While this was going on, the spreadsheet market continued to evolve and mature. Lotus’ dominance started to wane toward the end of the ’80s thanks to a number of factors. Microsoft introduced the graphical Excel spreadsheet for the Macintosh in 1985 and for Windows 2X in 1987. There were other new competitors as well, including Borland Software’s Quattro Pro, VP-Planner, Mosaic Software’s Twin and Paperback Software.
Lotus didn’t help itself by being late in introducing more advanced versions of its spreadsheet, giving Microsoft and other competitors the opportunity to grab more market share. Lotus tried to regain its market footing by introducing Lotus Symphony as an integrated office suite that included a spreadsheet, word processor, database and business graphics. But it was never able to repeat the early success of Lotus 1-2-3.

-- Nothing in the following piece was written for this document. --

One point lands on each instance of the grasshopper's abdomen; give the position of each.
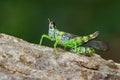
(83, 50)
(83, 39)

Borland presented enough of a competitive challenge that Lotus sued its rival on the grounds that Quattro Pro too closely mimicked Lotus’ command menu structure. But the courts ruled in Borland’s favor, claiming that command menus cannot be protected under federal copyright law.
Lotus also sued Paperback Software and Mosaic for copyright infringement, this time winning, which forced both companies to exit the spreadsheet business.
Despite the competitive setbacks, Lotus had grown into such a force in the enterprise software market that it became attractive to IBM, which launched a successful hostile bid to acquire Lotus Development in the spring of 1995. This gave IBM control of the company and its various products, including Lotus 1-2-3, Symphony and the Lotus Notes email platform.
But by then the spreadsheet competition had devolved into a battle of office application suites among Lotus, Microsoft, Borland, WordPerfect and a few others. Microsoft ultimately won that battle, and today Excel is pretty much the default spreadsheet application for corporate and home use. But that’s another story.
IBM continued to support Lotus 1-2-3 and the related products until it announced in November 2012 that it was dropping the Lotus brand name even as it prepared to start beta testing new versions of the long established Lotus product under the name IBM Notes/Domino 9.0.